2025-05-27 10:27 PM
Hello
for some specific usage I am evaluating possibilities of using CM33 with HCLK 250MHz for maximum code execution performance.
To do so I have crafted procedure in assembler and calculated the cycles using ARM reference manual. The code is doing only some data conversation from one data buffer into another one.
Then I place this code in SRAM1, enabling I-Cache, setting RCC and I try to measure code execution time.
Let’s say execution cycles calculated by hand is about 3000.
later work I am basing on the code generated by CubeMX and inject my bare metal stuff.
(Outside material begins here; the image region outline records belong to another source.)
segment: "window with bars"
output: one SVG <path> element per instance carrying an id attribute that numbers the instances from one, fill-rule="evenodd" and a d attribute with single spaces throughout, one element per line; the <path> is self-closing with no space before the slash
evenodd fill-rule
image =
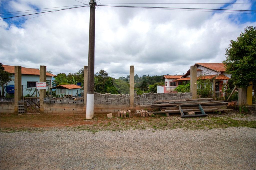
<path id="1" fill-rule="evenodd" d="M 65 89 L 60 89 L 60 93 L 65 93 Z"/>
<path id="2" fill-rule="evenodd" d="M 170 86 L 177 86 L 176 84 L 176 82 L 170 82 Z"/>
<path id="3" fill-rule="evenodd" d="M 27 82 L 27 88 L 36 87 L 37 82 Z"/>

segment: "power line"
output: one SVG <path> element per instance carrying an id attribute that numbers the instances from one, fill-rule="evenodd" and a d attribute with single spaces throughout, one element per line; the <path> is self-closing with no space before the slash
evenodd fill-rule
<path id="1" fill-rule="evenodd" d="M 80 6 L 83 5 L 70 5 L 69 6 L 61 6 L 59 7 L 52 7 L 52 8 L 42 8 L 40 9 L 30 9 L 30 10 L 26 10 L 25 11 L 15 11 L 14 12 L 4 12 L 3 13 L 0 13 L 0 14 L 7 14 L 8 13 L 12 13 L 13 12 L 24 12 L 25 11 L 34 11 L 35 10 L 40 10 L 41 9 L 51 9 L 53 8 L 63 8 L 63 7 L 68 7 L 70 6 Z"/>
<path id="2" fill-rule="evenodd" d="M 56 12 L 56 11 L 61 11 L 61 10 L 66 10 L 66 9 L 73 9 L 73 8 L 81 8 L 81 7 L 85 7 L 89 6 L 89 5 L 86 5 L 86 6 L 81 6 L 77 7 L 71 7 L 71 8 L 65 8 L 65 9 L 59 9 L 59 10 L 54 10 L 54 11 L 47 11 L 46 12 L 38 12 L 37 13 L 35 13 L 34 14 L 27 14 L 26 15 L 20 15 L 20 16 L 15 16 L 15 17 L 8 17 L 8 18 L 1 18 L 1 19 L 0 19 L 0 20 L 4 19 L 9 19 L 9 18 L 15 18 L 16 17 L 23 17 L 23 16 L 27 16 L 28 15 L 34 15 L 34 14 L 42 14 L 42 13 L 45 13 L 46 12 Z"/>
<path id="3" fill-rule="evenodd" d="M 81 6 L 81 5 L 75 5 L 75 6 Z M 58 10 L 59 10 L 59 9 L 66 9 L 66 8 L 62 8 L 62 9 L 58 9 Z M 49 10 L 39 10 L 39 11 L 37 11 L 37 12 L 41 12 L 41 11 L 49 11 Z M 48 12 L 49 11 L 48 11 Z M 5 14 L 5 15 L 0 15 L 0 16 L 6 16 L 6 15 L 15 15 L 15 14 L 25 14 L 25 13 L 29 13 L 30 12 L 35 12 L 35 11 L 30 11 L 30 12 L 19 12 L 19 13 L 15 13 L 15 14 Z M 9 12 L 9 13 L 10 13 L 10 12 Z"/>
<path id="4" fill-rule="evenodd" d="M 246 12 L 256 12 L 256 10 L 240 10 L 238 9 L 213 9 L 210 8 L 175 8 L 173 7 L 145 7 L 139 6 L 121 6 L 118 5 L 98 5 L 98 6 L 110 6 L 116 7 L 123 7 L 126 8 L 147 8 L 147 9 L 153 8 L 157 9 L 200 9 L 204 10 L 223 10 L 230 11 L 246 11 Z"/>
<path id="5" fill-rule="evenodd" d="M 113 3 L 102 4 L 106 5 L 113 5 L 114 4 L 238 4 L 255 5 L 255 4 L 241 3 Z"/>
<path id="6" fill-rule="evenodd" d="M 54 12 L 57 12 L 57 11 L 54 11 L 52 12 L 50 12 L 50 13 L 48 13 L 48 14 L 43 14 L 42 15 L 39 15 L 39 16 L 37 16 L 36 17 L 33 17 L 32 18 L 28 18 L 27 19 L 24 19 L 24 20 L 21 20 L 21 21 L 17 21 L 17 22 L 13 22 L 12 23 L 10 23 L 9 24 L 6 24 L 6 25 L 2 25 L 1 26 L 0 26 L 0 27 L 3 27 L 4 26 L 5 26 L 5 25 L 10 25 L 10 24 L 14 24 L 14 23 L 17 23 L 17 22 L 21 22 L 21 21 L 25 21 L 25 20 L 27 20 L 28 19 L 32 19 L 32 18 L 36 18 L 37 17 L 40 17 L 41 16 L 42 16 L 43 15 L 47 15 L 47 14 L 51 14 L 52 13 L 53 13 Z"/>

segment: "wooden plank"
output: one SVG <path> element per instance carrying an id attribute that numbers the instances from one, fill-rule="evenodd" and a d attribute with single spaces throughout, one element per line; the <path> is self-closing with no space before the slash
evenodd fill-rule
<path id="1" fill-rule="evenodd" d="M 205 110 L 218 110 L 218 108 L 212 108 L 212 109 L 206 109 Z M 166 112 L 176 112 L 176 111 L 179 111 L 179 110 L 165 110 L 164 111 Z M 183 112 L 189 112 L 189 111 L 201 111 L 201 110 L 199 109 L 183 109 L 182 111 Z"/>
<path id="2" fill-rule="evenodd" d="M 33 100 L 32 100 L 32 99 L 30 99 L 30 101 L 32 101 L 32 102 L 33 102 L 36 105 L 36 106 L 37 107 L 39 107 L 39 108 L 40 108 L 40 106 L 39 106 L 38 105 L 37 105 L 36 103 L 35 103 L 34 102 L 34 101 L 33 101 Z"/>
<path id="3" fill-rule="evenodd" d="M 200 109 L 200 110 L 201 111 L 201 112 L 202 112 L 202 114 L 205 114 L 205 111 L 204 111 L 204 109 L 203 109 L 202 108 L 202 106 L 201 106 L 201 104 L 199 104 L 198 105 L 198 108 Z"/>
<path id="4" fill-rule="evenodd" d="M 182 117 L 197 117 L 201 116 L 207 116 L 207 114 L 192 114 L 190 115 L 182 115 Z"/>
<path id="5" fill-rule="evenodd" d="M 183 112 L 182 111 L 182 109 L 181 109 L 181 107 L 180 107 L 180 106 L 179 106 L 179 112 L 180 112 L 180 114 L 181 114 L 182 115 L 184 115 L 184 113 L 183 113 Z"/>
<path id="6" fill-rule="evenodd" d="M 232 95 L 233 94 L 233 93 L 234 92 L 235 92 L 235 90 L 236 90 L 236 89 L 237 89 L 237 86 L 236 85 L 235 86 L 235 87 L 234 87 L 234 88 L 233 89 L 233 90 L 232 90 L 232 91 L 231 92 L 231 93 L 230 94 L 230 95 L 229 95 L 229 96 L 228 97 L 228 100 L 229 100 L 229 99 L 230 99 L 230 98 L 231 97 L 231 96 L 232 96 Z"/>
1) using DWT->CYCCNT I see no difference in execution from FLASH or SRAM1 - result is about 7900
2) using TIM6 started before my func and stopped after it thus TIM->CNT has time in 4ns intervals - formal cycles. Running from SRAM -same result.
Example of the „issue”
LDR r0, =label
During step debugging for this instruction the TIM6->CNT is incremented by 6 units.
Same for
TST r0, #1
6 units of CNT change thus 6 cycles. 6x slower than it should be executed.
My question is:
Is the STM32H5 value line prepared in the way that peripherals can but cpu core ca not work with 250MHz HCLK?
Or I am not initializing this CPU properly so with HCLK 250MHz I am achieving similar code performance as with G0 at 48MHz?
I feel I am missing something…